Vitalik states that true DeFi must diversify counterparty risk, not just optimize yields. Relying on USDC-based lending strategies violates core DeFi principles of self-custody and decentralization. The Ethereum co-founder also criticizes popular USDC-based approaches, noting that simply depositing centralized stablecoins into lending protocols does not meet DeFi standards.

The logic behind this critique is that USDC, issued by Circle, depends on USD reserves held by Circle and the stability of the US financial system. When you deposit USDC into protocols like Aave or Compound, you are using smart contracts, but still exposed to Circle’s counterparty risk (bankruptcy or regulatory freeze) and systemic risks of the dollar economy (collapse of USD). This structure does not truly decentralize; it merely moves centralized assets within decentralized protocols.

Over-collateralized algorithmic stablecoins define the future of genuine decentralized finance. Beyond technical definitions, Vitalik envisions a long-term shift away from USD-pegged systems toward diversified accounting units supported by decentralized collateral structures. This vision aligns with his earlier proposals on the “three challenges of decentralized stablecoins”: reducing USD dependence, ensuring oracle security, and resolving staking yield conflicts.

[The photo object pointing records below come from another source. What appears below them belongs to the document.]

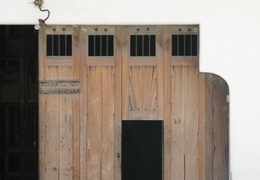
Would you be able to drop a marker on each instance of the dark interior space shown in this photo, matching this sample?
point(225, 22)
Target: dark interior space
point(18, 103)
point(142, 150)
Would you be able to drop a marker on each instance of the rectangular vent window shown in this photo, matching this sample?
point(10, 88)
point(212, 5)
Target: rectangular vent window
point(59, 45)
point(142, 45)
point(100, 45)
point(184, 45)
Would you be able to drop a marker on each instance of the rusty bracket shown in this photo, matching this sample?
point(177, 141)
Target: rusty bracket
point(39, 4)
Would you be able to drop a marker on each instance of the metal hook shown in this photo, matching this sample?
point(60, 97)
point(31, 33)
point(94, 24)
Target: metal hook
point(39, 4)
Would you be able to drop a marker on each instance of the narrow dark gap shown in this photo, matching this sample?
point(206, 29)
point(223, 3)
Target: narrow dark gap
point(142, 150)
point(19, 102)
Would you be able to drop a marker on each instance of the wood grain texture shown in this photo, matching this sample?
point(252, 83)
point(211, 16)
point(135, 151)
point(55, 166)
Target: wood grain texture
point(191, 124)
point(220, 129)
point(94, 124)
point(80, 134)
point(178, 121)
point(167, 105)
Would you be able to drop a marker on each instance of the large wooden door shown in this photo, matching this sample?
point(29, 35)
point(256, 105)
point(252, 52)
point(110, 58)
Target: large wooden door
point(94, 77)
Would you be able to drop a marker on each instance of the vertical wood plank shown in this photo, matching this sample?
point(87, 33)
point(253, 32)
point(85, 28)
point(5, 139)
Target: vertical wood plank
point(117, 101)
point(75, 137)
point(76, 46)
point(149, 91)
point(178, 122)
point(66, 130)
point(202, 126)
point(135, 88)
point(64, 72)
point(42, 136)
point(51, 154)
point(107, 126)
point(83, 108)
point(191, 124)
point(160, 55)
point(167, 106)
point(94, 124)
point(209, 126)
point(125, 77)
point(220, 129)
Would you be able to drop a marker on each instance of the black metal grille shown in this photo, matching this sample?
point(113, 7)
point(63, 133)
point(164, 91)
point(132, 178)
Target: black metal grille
point(59, 45)
point(184, 45)
point(100, 45)
point(142, 45)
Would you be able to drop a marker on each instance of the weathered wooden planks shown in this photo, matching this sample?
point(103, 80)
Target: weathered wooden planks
point(87, 126)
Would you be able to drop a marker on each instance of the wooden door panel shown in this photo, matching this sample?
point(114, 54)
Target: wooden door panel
point(89, 96)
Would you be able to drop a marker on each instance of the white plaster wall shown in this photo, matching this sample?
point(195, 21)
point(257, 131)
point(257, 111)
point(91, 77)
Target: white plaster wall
point(230, 47)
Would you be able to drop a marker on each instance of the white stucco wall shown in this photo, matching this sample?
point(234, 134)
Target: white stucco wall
point(229, 47)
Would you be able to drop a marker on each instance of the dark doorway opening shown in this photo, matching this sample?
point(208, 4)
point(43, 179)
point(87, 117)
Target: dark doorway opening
point(142, 150)
point(18, 103)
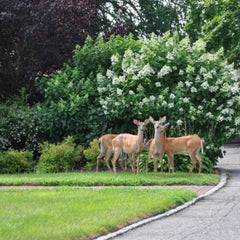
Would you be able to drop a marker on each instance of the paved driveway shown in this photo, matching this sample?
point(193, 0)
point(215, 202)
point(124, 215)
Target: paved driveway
point(215, 217)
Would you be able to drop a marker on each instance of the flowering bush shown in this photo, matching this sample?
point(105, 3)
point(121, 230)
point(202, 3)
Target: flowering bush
point(197, 91)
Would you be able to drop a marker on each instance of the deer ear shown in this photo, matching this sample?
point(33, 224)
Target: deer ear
point(135, 121)
point(166, 125)
point(151, 119)
point(163, 119)
point(146, 121)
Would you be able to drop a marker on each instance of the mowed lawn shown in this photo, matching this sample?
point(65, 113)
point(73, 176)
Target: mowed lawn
point(107, 179)
point(79, 213)
point(72, 212)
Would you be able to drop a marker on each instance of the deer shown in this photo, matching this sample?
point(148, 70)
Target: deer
point(105, 144)
point(130, 144)
point(160, 145)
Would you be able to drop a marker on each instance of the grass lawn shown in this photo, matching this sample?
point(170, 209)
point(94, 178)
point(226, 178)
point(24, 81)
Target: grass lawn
point(70, 212)
point(79, 213)
point(107, 179)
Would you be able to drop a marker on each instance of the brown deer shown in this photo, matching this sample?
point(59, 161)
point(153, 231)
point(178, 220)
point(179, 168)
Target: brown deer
point(160, 145)
point(105, 144)
point(130, 144)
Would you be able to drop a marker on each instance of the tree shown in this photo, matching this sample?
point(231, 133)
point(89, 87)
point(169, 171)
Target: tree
point(218, 23)
point(198, 91)
point(144, 17)
point(38, 36)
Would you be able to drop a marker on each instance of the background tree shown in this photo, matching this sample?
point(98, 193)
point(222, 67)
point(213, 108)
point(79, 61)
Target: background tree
point(144, 17)
point(38, 36)
point(218, 23)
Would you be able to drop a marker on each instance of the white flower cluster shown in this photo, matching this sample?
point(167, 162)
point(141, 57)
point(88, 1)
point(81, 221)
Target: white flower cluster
point(147, 70)
point(164, 71)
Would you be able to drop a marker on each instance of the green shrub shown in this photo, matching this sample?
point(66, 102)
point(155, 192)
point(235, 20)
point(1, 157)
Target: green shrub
point(13, 161)
point(197, 91)
point(182, 163)
point(59, 157)
point(91, 154)
point(20, 125)
point(123, 78)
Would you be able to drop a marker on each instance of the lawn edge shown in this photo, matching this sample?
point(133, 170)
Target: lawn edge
point(121, 231)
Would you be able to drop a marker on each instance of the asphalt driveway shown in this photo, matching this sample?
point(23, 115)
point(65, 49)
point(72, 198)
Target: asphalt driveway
point(214, 217)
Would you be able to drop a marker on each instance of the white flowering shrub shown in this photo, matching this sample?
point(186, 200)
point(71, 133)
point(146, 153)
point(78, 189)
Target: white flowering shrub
point(109, 83)
point(197, 91)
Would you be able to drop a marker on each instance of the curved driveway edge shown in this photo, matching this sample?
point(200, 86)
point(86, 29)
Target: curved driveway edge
point(168, 213)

Ideological Divides and Future Directions in DeFi

Follow-up responses in the discussion further intensify these tensions. Some believe that combining DeFi with centralized assets can still reduce intermediaries and systemic risks. Others support c-node’s purist stance, predicting that market forces will favor self-custody driven protocols over hybrid or fiat-backed systems.

This debate may shape the next phase of crypto innovation. Ethereum’s dominance in DeFi owes much to early adopters committed to decentralization, contrasting sharply with other blockchains where VC-backed investors prioritize convenience over decentralization. Meanwhile, Vitalik’s push for over-collateralized algorithmic stablecoins and diversified indices suggests a future beyond current USD-pegged models.

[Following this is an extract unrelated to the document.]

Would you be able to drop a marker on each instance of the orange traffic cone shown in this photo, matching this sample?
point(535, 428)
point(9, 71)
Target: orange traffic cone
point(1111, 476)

As DeFi approaches its second decade, these discussions indicate that the industry is shifting focus from mere yields and liquidity to principles: custody, decentralization, and risk diversification. This raises questions: Can DeFi truly replace traditional finance, or is it still just a complex tool for crypto speculators?

Market realities show that USDC-based protocols dominate market share and trading volume. Leading protocols like Aave, Compound, and Curve have TVLs heavily weighted toward centralized stablecoins like USDC and USDT, far surpassing algorithmic stablecoins. This market vote indicates users prioritize convenience and yields over pure decentralization. While Vitalik’s criticisms are theoretically sound, reversing market trends requires offering truly competitive decentralized alternatives.

The collapse of Terra/UST remains the biggest shadow over algorithmic stablecoins. Although Vitalik emphasizes “over-collateralized” algorithmic stablecoins (like DAI) versus Terra’s under-collateralized model, the term “algorithmic stablecoin” has already become traumatized in the market. Restoring trust in this direction may take years and multiple successful case studies.

For DeFi practitioners, Vitalik’s critique serves as a wake-up call. When founders begin questioning the current path, the industry must reflect seriously. Should it continue catering to market demand with USDC-based convenience, or return to its decentralized roots risking user loss? This choice will determine DeFi’s positioning in the next decade: as an efficiency tool for traditional finance or as a truly disruptive alternative financial system.